I have them to blame for the fact that, for example, I've implied in a class email thread that our historical linguist professor was acting in his class interests by attempting to historicize technical terminology, thereby placing him in a mediating role between technology and the public. I've suggested that the department will experience a shift in class consciousness away from bourgeois scholarship and towards a more proletarian view as more people with background in open source development move into academia and shift it towards an open publishing model.
Meanwhile, a class discussion of Habermas leads me to go on rants about Lukacs and the Frankfurt school where I get away with speculation about why Adorno might not have liked Habermas' thesis about the structure of the public sphere. (Because, obviously, he's espousing a notion of the public sphere rooted in transcendental reason, which is tacitly admitting the superiority of the bourgeoisie!)
Shocking what I get away with, really.
Another place this comes up is in courses on "Computer Mediated Communication" and a surrounding discourse on
trolling. You may recall that this community used to be rife with accusations of trolling, trolling used as a justification for banning, trolling necessitating the spawning of new communities with alternative definitions of trolling, questions of what happens when the moderators are trolls.
These stories are invaluable, because there is semi-serious but probably growing into a real academic question of what the hell is trolling, anyway. There are colleagues of mine who have made, quite seriously, claims that "the future of the digital humanities is trolling" or "trolling is the new critique".
This is ironic considering that some of the biggest trolls on this forum were people denying the cultural significance of the internet. Mendy, for example, is a grouch who has quit society to live on a farm and dares to not give a shit about xkcd but really the logs of this community or
faux_philosophy are a gold mine for somebody interested in early philosophical work on the definition of trolling. From an academic perspective, it's a real shame that
just_philosophy got deleted, but so it goes.
Wait, but "this isn't really philosophy"? For real? You're going to pull that line? It's my turn to say: grow up. History and philosophy are now obviously being shaped by information technology and there is no reason to deny it if one has even the slightest trace of, say, Hegelian sympathies. "Trolling" is an example of a concept that has emerged due to material conditions in society and is having an effect on our self-consciousness as individuals and in society.

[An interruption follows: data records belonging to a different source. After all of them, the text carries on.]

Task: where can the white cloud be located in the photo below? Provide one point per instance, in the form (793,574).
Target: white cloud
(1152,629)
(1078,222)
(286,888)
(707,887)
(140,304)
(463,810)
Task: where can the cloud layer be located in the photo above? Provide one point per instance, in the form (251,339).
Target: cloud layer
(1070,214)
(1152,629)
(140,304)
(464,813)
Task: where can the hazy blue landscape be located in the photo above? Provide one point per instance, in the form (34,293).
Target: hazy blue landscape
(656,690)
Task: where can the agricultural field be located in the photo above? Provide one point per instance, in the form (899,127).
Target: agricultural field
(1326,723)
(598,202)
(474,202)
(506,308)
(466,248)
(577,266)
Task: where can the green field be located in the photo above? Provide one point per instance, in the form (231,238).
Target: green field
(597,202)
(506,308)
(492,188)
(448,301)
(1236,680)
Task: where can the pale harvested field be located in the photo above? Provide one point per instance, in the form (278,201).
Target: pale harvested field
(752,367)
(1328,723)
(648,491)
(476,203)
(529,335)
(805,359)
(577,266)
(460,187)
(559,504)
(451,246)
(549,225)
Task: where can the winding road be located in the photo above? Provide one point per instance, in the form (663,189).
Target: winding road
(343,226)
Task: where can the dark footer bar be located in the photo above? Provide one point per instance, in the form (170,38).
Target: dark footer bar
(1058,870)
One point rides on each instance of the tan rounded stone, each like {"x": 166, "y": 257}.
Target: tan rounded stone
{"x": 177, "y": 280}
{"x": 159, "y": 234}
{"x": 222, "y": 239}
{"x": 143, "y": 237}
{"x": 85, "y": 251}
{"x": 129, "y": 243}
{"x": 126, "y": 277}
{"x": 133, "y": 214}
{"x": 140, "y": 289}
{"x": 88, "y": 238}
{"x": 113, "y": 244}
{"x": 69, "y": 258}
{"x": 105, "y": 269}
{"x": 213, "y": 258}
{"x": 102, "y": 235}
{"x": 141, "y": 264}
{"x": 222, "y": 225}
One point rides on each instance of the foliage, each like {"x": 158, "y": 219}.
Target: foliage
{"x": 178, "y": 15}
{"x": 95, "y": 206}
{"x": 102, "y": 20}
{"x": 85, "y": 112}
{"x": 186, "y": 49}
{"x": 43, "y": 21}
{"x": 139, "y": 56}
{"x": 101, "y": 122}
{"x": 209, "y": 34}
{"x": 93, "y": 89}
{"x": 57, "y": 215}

So, if you'll forgive the personal comments and the rant, I wanted to open up a subject for the maybe three people that still participate in this forum:
What is a troll?
Open proposal: let's talk about it for a while, write a paper on it, and put it somewhere up on the internet, proudly. I guarantee you that it will become widely cited. I think that we are the world's premier experts on the philosophy of trolling and dammit we should act on that. If we don't do it now, somebody else will. Or, alternatively, I will do some really gnarly text mining on the community logs and do it myself.